Holy Bull’s stud fee, which had been $25,000 from the time he arrived at the farm, was lowered to $15,000 in 2004. Somewhat as a result, and because of his age, Holy Bull wasn’t being bred to the same quality of broodmares as he had been in earlier years, Hampton said.

But in the breeding world, siring a Derby winner usually boosts the fortunes – and the fee – of the stallion. Since siring 2003 winner Funny Cide, Distorted Humor’s fee has risen from $20,000 to $60,000. Elusive Quality, Smarty Jones’ sire, had his fee increased this year from $50,000 to $100,000.

Bell said it’s premature to say that Holy Bull’s fee will rise.

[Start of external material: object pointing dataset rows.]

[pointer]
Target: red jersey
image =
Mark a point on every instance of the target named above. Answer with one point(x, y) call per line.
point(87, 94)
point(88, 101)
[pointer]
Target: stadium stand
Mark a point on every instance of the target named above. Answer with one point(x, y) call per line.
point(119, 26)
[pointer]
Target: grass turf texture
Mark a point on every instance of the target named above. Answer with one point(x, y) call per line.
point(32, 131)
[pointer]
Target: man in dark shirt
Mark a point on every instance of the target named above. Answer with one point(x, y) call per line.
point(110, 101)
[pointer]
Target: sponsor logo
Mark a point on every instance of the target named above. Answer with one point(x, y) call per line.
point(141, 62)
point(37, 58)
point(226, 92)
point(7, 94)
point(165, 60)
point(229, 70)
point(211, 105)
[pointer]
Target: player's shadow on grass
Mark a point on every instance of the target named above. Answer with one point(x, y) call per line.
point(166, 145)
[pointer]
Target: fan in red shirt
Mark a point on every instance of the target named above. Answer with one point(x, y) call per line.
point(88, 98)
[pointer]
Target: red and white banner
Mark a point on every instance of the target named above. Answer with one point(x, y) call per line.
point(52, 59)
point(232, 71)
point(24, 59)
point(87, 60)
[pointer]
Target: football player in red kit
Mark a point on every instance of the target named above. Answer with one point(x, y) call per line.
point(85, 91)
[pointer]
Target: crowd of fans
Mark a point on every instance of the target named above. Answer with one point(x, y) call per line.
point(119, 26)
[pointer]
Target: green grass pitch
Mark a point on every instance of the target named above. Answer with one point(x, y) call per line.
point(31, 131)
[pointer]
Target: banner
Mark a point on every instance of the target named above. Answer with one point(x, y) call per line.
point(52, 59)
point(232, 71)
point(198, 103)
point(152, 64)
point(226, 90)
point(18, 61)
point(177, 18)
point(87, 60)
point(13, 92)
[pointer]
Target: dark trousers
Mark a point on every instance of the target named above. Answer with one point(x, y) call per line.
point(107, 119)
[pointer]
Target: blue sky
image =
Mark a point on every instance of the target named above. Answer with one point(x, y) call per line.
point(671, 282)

But it’s safe to say more breeders already are seriously considering the iron-gray colt with flecks of reddish brown in his coat.

“I’ve got a feeling a few people might jump back on the ship,” Hampton said. “He’s still a grand-looking horse.”

Giacomo’s Derby win boosted Holy Bull to No. 2 on the 2005 leading sires list, behind only Devil His Due. Holy Bull’s offspring have won more than $2.86 million this year.

It’s the third time in eight years a Darley stallion has sired the Derby winner. Elusive Quality and Quiet American, the father of 1998 winner Real Quiet, both stand at Gainsborough Farm in Versailles, which is owned by Sheik Mohammed’s older brother, Sheik Maktoum bin Rashid al Maktoum, the vice president and prime minister of the United Arab Emirates and the ruler of Dubai.

“It’s really why you put all the time and effort and energy into these things,” Bell said of the Derby successes. “It is a lot of people doing a lot of good things to have this kind of a result. If you get to have the results on one day, then the first Saturday in May would be the one to shoot for.”